[Lcdproc] use lpt hd44780 on usb lpt addapter ?
Stefan Herdler
herdler@gmx.de
Sat Feb 10 16:45:02 2007
Peter Marschall wrote:
> On Sunday, 4. February 2007 21:47, Stefan Herdler wrote:
>
>> NA NABOO wrote:
>>
>>> /dev/usb/lp0 instead of 0x378 ?
>>>
>> LCDProc controls the parallel-port directly via direct IO calls. So the
>> port address (like 0x378) of the parallel-port is needed.
>>
>> Last year there was a attempt to switch to /dev/parportX and ioctl() but
>> it had been canceled. Afaik problems with the multi-platform stuff but I
>> don't know it exactly.
>>
>
> I admit, one of the main issues of the ppdev patch was that
> instead of using functions with parameters, it defined variables
> in a struct and used them later in the called function.
>
I've just glanced through a view of the mails. At that time I was to
busy to take a closer look.
> I.e.
> port->control = 3
> set_control(porthandle);
>
> and in set_control() something like:
> ioctl(porthandle, port->control)
>
> IMHO it is in those cases cleaner to have
> set_control(porthandle, 3);
> as it does makes everything explicit and does not use implicit parameter
> passing using structs or objects.
>
I agree, it is the clearer way, I think. Specially for LCDproc beginners
who just want to write a driver.
> BTW the current ioport functions (whgich are an abstraction as well) use the
> latter form.
>
> But the idea of rewriting that part is not dead, since in the long run, it is
> the clean way to go: multi architecture support, ...
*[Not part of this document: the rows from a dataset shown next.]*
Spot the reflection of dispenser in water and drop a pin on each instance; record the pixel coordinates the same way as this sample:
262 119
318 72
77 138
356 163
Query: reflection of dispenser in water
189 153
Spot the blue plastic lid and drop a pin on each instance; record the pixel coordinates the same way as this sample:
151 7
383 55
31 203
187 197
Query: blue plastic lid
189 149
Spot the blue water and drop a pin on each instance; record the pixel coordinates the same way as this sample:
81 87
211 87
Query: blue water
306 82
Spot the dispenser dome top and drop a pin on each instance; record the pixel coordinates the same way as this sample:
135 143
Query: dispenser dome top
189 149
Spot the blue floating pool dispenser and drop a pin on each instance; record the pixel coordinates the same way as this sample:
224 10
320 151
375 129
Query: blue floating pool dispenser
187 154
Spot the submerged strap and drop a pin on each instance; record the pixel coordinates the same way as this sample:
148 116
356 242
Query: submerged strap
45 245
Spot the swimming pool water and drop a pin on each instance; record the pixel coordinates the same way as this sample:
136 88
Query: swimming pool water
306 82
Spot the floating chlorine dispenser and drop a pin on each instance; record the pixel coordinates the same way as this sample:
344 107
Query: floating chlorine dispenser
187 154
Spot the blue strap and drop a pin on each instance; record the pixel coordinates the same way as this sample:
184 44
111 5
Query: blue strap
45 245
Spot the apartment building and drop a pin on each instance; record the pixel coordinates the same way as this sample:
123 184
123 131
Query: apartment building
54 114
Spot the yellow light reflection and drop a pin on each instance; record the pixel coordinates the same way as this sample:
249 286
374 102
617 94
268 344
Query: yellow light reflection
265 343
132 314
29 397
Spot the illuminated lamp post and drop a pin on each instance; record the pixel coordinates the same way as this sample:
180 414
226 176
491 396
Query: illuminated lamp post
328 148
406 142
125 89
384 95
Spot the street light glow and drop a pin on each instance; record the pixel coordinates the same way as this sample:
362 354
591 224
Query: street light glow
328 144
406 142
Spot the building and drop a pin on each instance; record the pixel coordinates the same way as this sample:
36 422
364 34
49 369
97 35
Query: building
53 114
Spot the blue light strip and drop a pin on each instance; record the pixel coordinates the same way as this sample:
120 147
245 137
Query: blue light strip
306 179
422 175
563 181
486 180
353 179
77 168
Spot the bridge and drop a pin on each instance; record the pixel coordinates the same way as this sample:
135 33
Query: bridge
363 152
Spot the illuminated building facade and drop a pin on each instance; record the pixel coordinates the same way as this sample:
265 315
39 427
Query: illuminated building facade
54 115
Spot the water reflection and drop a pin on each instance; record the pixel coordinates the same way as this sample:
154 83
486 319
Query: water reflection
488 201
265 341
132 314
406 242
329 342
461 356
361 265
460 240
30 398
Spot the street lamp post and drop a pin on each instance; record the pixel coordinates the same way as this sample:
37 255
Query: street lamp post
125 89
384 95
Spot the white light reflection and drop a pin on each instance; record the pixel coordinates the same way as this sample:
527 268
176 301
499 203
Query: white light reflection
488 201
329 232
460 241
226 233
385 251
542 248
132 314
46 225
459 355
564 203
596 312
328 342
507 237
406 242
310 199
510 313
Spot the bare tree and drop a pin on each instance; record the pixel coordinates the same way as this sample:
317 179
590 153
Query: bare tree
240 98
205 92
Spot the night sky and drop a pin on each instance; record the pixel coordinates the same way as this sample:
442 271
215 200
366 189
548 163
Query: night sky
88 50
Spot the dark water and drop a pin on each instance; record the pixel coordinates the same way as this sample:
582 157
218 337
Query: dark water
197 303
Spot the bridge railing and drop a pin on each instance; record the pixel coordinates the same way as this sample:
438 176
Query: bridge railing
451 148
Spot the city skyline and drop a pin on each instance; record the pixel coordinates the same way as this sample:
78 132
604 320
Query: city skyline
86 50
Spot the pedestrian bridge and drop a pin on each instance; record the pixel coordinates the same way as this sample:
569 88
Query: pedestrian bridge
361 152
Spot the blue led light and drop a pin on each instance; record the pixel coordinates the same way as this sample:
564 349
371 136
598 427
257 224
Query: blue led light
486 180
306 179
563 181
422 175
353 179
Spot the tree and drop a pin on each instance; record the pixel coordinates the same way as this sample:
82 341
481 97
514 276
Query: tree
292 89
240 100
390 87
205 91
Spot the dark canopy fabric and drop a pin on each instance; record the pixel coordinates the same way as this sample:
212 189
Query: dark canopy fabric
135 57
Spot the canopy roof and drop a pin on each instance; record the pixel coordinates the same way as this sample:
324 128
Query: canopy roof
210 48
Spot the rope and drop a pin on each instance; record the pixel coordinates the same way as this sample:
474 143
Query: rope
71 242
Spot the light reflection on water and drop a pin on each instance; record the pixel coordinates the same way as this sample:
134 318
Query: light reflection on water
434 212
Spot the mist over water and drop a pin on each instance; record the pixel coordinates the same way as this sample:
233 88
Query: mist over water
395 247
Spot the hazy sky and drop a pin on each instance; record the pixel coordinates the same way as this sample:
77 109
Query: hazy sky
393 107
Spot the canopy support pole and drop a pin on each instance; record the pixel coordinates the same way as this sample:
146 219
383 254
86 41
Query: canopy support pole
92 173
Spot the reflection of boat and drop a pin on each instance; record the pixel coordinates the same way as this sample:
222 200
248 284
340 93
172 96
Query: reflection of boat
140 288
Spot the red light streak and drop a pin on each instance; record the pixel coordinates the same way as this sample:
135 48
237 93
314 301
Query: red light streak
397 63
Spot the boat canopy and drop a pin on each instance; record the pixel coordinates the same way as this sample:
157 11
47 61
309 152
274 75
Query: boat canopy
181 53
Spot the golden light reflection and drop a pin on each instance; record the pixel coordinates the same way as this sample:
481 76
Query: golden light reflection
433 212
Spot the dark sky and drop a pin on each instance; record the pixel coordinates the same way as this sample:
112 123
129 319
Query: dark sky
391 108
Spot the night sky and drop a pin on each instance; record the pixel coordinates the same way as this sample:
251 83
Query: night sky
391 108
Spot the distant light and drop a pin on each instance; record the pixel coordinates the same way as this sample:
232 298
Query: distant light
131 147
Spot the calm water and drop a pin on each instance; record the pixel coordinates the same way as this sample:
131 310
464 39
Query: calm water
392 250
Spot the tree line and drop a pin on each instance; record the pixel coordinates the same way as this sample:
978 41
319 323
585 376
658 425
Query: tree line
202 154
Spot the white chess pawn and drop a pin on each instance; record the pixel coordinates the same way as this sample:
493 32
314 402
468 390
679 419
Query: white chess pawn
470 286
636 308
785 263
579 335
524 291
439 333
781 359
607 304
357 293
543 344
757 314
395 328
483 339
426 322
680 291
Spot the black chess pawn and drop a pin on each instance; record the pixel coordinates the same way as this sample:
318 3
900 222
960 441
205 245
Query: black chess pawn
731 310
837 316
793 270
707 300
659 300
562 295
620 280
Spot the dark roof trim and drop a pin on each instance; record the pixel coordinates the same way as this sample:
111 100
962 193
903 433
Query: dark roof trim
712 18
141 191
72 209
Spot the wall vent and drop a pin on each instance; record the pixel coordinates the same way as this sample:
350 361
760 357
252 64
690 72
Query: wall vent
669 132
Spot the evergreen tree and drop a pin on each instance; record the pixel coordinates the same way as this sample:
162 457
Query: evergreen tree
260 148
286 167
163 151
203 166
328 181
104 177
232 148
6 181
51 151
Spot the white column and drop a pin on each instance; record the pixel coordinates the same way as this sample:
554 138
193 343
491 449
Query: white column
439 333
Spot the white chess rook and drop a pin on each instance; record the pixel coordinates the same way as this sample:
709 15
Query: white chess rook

> Unfortunately for me the rewrite is of fairly low priority, as I do not have
> a display connected to the parallel port.
>
> So, any help is welcome.
>
I use the serial connections for all my displays (quiet common for
driver called serialVFD, I think ;-) ).
The only parallel connected display I have for testing purposes.
Therefore the parallel connection doesn't have priority me too, but I
will adapt the driver if any changes are coming.
Here are the points where I'm not happy with current IO-call implementation:
- LCDproc has to be run as root
- Higher CPU-Load (up to 15% on a 2GHz CPU with my NEC-VFD) compared to
the serial connection (about 1%).
The timing delays are not the most efficient way, I think. In my
VFD-parallel-wiring the BUSY is connected, so the VFD should act like a
Printer. I expect a kernel driver with interrupt support would bring the
CPU-Load down to the level of a serial connection.
- USB-Parallel adapters can't be used.
My VFD-parallel-wirings should be compatible.